What I have found useful is a kind of unit approach resembling the way large systems, say radio base stations and measurement systems mostly are made. It is, however, simplified in that no motherboards with elaborate connectors or slide rails are used. And the units are not too complex to match the idea of flexibility.

There is more metal work than is usual in amateur designs, and also shielding is done properly from the beginning. What you gain is that you can swap any unit later with a better one or even take the whole thing apart and build it again to a larger enclosure in a more elaborate configuration.
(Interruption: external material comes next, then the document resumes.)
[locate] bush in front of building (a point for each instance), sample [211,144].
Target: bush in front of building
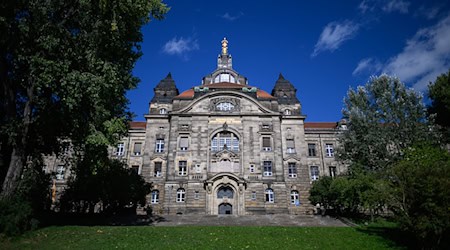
[110,189]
Also service and small circuit level changes are faster afterwards as you can easily take out any unit, rework and test it individually. And completing a unit is much easier than the whole underestimated thing in the first place.

An example: HF Receiver

This is an SSB/CW RX of classic architecture: a preselect filter with high quality rotary switches, a high level DBM , 9 MHz IF.. Pictures below show the basic idea in mechanics. The whole RX is divided into separate units which make sense electrically/mechanically, as LO, IF, AF, detector, BFO.. Both front and rear panels of the radio are formed of the front plates of the units, each 2 mm thick, width a multiple of 30 mm, height 130 mm. Depending on requirements a unit may be a closed metall box (say BFO, LO) or not so extensively shielded (AF-PA, power reg.).

I can replace any unit in the future if wanted without the need to touch other units much. If I wanted a better LO, I could just make a new LO-unit with 90 mm wide front plate. It is also possible to swap units of different RXs, or modify obsolete units for other purposes. Also one can start with a simple system, get it working, and enhance it to more complex and advanced later, if time and interest exist. Oldest units in this RX date back to early eighties. The less shiny, anodized front plates in the picture are newer units. As shown in the rear picture, there are also some TX circuitry included.

RX front
HF RX front

RX rear
HF RX rear

RX above
HF RX from above

Another RX

FM-RX

A simple repeater/packet monitor RX for 70 cm. The basic FM RX fits well in a 60 mm broad unit.

Equipment enclosures

Over the years I have used this loosely standardized mechanical system for many homebrew equipments, both simple and complicated.
An amateur uses what he has readily available for components to get something done. I have used cabinets of old radio equipments as Drake 4-series in the HF RX above, cases of 19 inch wide measurement equipments, an old AT PC-case, or made enclosures of sheet aluminum. Horizontal 10x10 mm aluminum rods in front and rear are connected to the main structure and the units are then attached to rods using M3 screws. Before that there is the fun of making all the holes with threads, 30 mm apart, along the rods .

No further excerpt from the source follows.